O corpo, nesse sentido, é também um símbolo de status. É algo que podemos comprar, como uma bolsa de grife ou um carro importado, relegando os riscos e problemas de se submeter a esses procedimentos a algo meramente secundário: “o preço da beleza”. E as mulheres estão dispostas a pagá-lo, seja à vista ou divido em doze vezes com juros.

A pressão é tanta que tem chamado atenção nas redes o fato das mulheres que estão e submetendo a estes riscos já serem magras. É compreensível que isso seja pontuado, uma vez que a impressão que passa é que não há a necessidade para uma intervenção tão drástica.
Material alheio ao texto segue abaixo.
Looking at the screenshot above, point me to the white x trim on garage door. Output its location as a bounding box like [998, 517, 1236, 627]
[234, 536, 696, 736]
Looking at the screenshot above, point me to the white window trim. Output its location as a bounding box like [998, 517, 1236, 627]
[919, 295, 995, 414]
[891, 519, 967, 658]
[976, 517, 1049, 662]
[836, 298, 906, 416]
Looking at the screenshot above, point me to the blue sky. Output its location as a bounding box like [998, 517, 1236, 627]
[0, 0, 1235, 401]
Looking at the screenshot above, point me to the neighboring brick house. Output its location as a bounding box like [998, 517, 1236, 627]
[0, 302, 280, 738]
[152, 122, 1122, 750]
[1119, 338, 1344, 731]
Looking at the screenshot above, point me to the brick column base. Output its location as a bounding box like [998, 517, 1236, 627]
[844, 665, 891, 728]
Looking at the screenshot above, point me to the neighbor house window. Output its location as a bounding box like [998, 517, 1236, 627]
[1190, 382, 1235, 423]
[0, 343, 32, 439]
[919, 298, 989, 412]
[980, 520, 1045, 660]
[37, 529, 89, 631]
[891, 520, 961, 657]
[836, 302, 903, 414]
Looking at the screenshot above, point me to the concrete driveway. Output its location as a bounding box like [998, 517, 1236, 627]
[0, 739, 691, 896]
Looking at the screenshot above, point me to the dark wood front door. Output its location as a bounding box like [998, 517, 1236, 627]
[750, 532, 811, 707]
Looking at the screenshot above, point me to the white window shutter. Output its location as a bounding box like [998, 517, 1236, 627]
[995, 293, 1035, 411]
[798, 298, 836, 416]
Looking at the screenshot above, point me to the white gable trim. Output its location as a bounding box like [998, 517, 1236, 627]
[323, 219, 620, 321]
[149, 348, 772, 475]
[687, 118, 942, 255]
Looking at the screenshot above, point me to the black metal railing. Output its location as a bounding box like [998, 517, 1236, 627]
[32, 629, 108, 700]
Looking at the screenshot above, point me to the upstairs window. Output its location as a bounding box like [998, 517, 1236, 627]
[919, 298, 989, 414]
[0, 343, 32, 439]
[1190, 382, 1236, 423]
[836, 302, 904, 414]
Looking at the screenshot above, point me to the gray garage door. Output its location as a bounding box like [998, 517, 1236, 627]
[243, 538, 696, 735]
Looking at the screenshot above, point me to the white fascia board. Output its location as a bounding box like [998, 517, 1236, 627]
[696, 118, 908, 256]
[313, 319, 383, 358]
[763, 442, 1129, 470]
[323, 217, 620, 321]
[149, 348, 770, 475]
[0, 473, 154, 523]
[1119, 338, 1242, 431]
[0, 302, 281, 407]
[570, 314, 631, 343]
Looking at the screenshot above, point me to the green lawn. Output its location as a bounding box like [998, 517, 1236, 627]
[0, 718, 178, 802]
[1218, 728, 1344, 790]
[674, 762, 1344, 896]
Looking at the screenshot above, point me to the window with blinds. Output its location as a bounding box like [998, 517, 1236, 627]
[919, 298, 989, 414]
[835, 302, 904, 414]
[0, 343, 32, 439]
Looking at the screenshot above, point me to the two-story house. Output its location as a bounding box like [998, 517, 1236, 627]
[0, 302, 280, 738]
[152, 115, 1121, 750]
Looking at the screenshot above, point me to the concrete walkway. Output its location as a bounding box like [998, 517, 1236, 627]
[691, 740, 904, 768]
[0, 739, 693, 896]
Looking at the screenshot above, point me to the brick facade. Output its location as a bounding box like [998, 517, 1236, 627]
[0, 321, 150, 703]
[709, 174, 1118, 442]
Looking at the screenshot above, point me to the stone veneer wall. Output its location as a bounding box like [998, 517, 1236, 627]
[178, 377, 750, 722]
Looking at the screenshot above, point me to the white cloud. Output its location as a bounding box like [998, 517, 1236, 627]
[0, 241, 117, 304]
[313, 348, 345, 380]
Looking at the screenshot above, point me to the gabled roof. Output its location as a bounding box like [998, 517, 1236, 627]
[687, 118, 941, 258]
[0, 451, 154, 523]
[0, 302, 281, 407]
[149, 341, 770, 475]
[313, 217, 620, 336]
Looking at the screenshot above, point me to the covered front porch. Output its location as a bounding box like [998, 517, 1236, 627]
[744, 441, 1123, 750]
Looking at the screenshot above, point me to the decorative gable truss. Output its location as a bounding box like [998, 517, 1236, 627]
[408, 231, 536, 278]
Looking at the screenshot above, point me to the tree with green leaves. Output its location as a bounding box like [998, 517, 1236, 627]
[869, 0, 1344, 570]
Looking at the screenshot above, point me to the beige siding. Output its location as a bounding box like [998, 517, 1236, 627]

Ouvimos coisas como “poxa, e ela nem precisava”, como se a tragédia fosse maior justamente por ser uma mulher magra. A questão é: quando que essa necessidade existe?No caso do lipo lad, não consigo vislumbrar uma situação em que seja necessário.

tirinha no qual uma mulher se olha no espelo enquanto a outra está ao seu lado

– Qual parte você mudaria primeiro?
– A cultura.

 

Mas não quero aqui generalizar e colocar a cirurgia plástica como o problema porque, de fato, podem existir situações onde pode ser benéfica. Mas ainda assim é preciso contextualizar a plástica dentro de um sistema capitalista e patriarcal e perceber os efeitos desse imbróglio.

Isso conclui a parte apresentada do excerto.